Remedy Plan Therapeutics has achieved a significant breakthrough in cancer drug development with RPT1G, the first NAMPT inhibitor to demonstrate safety and tolerability in human studies. The novel compound successfully completed Phase 1 testing in healthy volunteers and received FDA clearance to advance into cancer patient trials, marking a potential turning point for a therapeutic target that has eluded researchers for over two decades.
Phase 1 Safety Results Exceed Expectations
RPT1G demonstrated an exceptional safety profile in a first-in-human, Phase 1, single-center, randomized, double-blind, placebo-controlled study involving 56 healthy adult participants. Of these, 42 participants received RPT1G across single and multiple ascending dose levels, with all participants completing treatment as planned.

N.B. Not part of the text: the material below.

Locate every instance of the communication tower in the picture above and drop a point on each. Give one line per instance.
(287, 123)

The study results showed no treatment emergent adverse events above Grade 2, no serious adverse events, and no adverse events leading to drug discontinuation. Target engagement data confirmed that RPT1G inhibits NAMPT in humans at doses predicted to be clinically meaningful for hematologic malignancies.

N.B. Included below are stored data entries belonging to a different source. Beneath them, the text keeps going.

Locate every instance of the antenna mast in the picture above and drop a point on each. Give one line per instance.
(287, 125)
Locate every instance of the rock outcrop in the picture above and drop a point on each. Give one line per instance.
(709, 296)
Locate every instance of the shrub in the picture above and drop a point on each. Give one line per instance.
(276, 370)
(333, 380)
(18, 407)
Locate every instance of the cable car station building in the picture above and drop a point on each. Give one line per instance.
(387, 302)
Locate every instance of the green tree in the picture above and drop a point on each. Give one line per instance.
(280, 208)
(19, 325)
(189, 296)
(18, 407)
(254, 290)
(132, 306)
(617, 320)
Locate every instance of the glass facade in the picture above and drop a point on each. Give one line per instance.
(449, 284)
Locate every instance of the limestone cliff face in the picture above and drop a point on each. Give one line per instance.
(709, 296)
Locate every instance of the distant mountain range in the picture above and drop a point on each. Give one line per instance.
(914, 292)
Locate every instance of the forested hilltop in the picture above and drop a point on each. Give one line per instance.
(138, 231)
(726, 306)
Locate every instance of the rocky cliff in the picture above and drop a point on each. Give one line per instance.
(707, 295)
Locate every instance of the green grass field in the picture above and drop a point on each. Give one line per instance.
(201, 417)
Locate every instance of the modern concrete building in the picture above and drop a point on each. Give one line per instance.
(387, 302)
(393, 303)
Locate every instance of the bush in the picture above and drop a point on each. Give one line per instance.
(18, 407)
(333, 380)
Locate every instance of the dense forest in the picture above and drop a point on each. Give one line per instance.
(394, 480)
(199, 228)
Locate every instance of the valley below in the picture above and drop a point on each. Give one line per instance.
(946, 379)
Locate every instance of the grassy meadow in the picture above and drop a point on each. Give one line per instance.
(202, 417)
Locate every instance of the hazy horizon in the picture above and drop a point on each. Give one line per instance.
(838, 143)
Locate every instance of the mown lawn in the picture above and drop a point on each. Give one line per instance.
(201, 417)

"We have achieved something the field has been trying to do for decades," said Greg Crimmins, PhD, Founder and CEO of Remedy Plan. "RPT1G is a new kind of drug, a new class of inhibitor, that targets NAMPT activity in cancer cells while avoiding toxicity in healthy cells."

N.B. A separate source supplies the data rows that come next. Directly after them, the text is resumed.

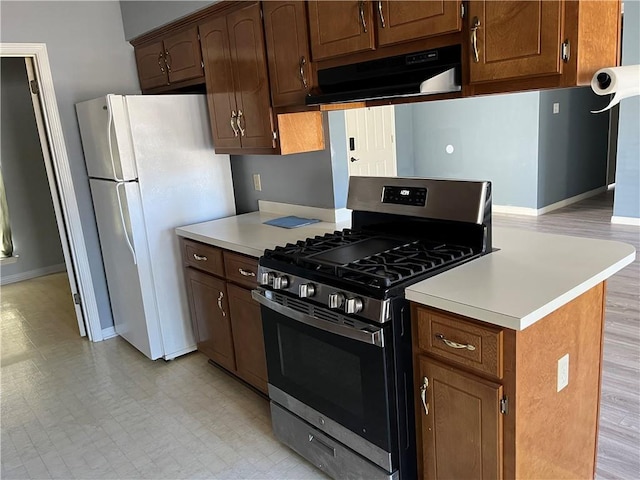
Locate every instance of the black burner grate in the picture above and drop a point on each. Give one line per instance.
(348, 255)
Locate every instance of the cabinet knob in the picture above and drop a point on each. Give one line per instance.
(474, 39)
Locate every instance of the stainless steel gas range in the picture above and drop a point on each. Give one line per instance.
(337, 326)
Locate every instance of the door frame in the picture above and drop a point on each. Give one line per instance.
(61, 185)
(393, 162)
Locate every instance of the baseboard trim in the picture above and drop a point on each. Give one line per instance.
(331, 215)
(511, 210)
(109, 332)
(38, 272)
(569, 201)
(533, 212)
(626, 221)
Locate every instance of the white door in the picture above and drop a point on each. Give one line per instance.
(371, 144)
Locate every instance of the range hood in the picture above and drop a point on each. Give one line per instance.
(420, 73)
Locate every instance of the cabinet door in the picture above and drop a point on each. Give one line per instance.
(286, 33)
(248, 341)
(210, 317)
(221, 97)
(152, 70)
(401, 21)
(182, 52)
(462, 431)
(246, 41)
(514, 39)
(339, 28)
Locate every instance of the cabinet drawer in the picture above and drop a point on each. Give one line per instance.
(203, 257)
(240, 269)
(478, 347)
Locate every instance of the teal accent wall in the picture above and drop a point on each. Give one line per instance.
(627, 194)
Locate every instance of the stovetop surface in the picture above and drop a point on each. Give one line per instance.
(373, 264)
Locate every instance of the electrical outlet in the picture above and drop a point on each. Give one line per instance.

FDA Clearance Opens Path to Cancer Patients
The FDA has cleared Remedy Plan's investigational new drug (IND) application to test RPT1G in a Phase 1 study targeting cancer patients with relapsed or refractory acute myeloid leukemia (R/R AML) and higher-risk myelodysplastic syndromes/neoplasms (HR-MDS). The FDA approved initial dosing at the highest dose tested in healthy volunteers, reflecting confidence in the compound's safety profile.
Steve Abella, MD, Chief Medical Officer of Remedy Plan, noted that "data from the first-in-human healthy volunteer study confirmed the favorable preclinical data package for RPT1G and supports our newly opened study in myeloid cancers. The upcoming study is being conducted at doses we believe are clinically relevant to target NAMPT, a key driver of these diseases."
Orphan Drug Designation and Regulatory Advantages
The FDA has granted RPT1G orphan drug designation for AML, providing significant regulatory and commercial advantages. Through the Orphan Drug Act, this status offers tax credits, grants, waivers of certain administrative fees for clinical trials, and the potential for seven years of market exclusivity following drug approval.
Novel Mechanism Addresses Historical Challenges
RPT1G employs a unique hyperbolic inhibition mechanism to selectively reduce NAD in malignant cells while sparing healthy tissue. This approach represents a fundamental advance over previous NAMPT inhibitor programs that were terminated due to on-target toxicities.
Drug companies have targeted the NAMPT enzyme for more than 20 years, but safe inhibition in humans had remained elusive until now. The enzyme's dysregulation across many different disorders suggests broad therapeutic potential extending beyond blood cancers to solid tumors and other conditions.
Expanding Pipeline and Future Applications
Remedy Plan is positioning RPT1G as the foundation for a broader pipeline of hyperbolic NAMPT inhibitors. "We're in an exciting place, getting our drug to R/R AML and HR-MDS patients and then expanding to treat patients with solid tumors," Crimmins said. "Looking ahead, we have a pipeline of novel hyperbolic NAMPT inhibitors for both oncology and non-oncology applications. This is just the beginning."
The company plans to present comprehensive results from the Phase 1 healthy volunteer study, details of the upcoming R/R AML and HR-MDS study, and preclinical efficacy data in lymphoma at the American Society of Hematology annual meeting on December 8th in Orlando, Florida.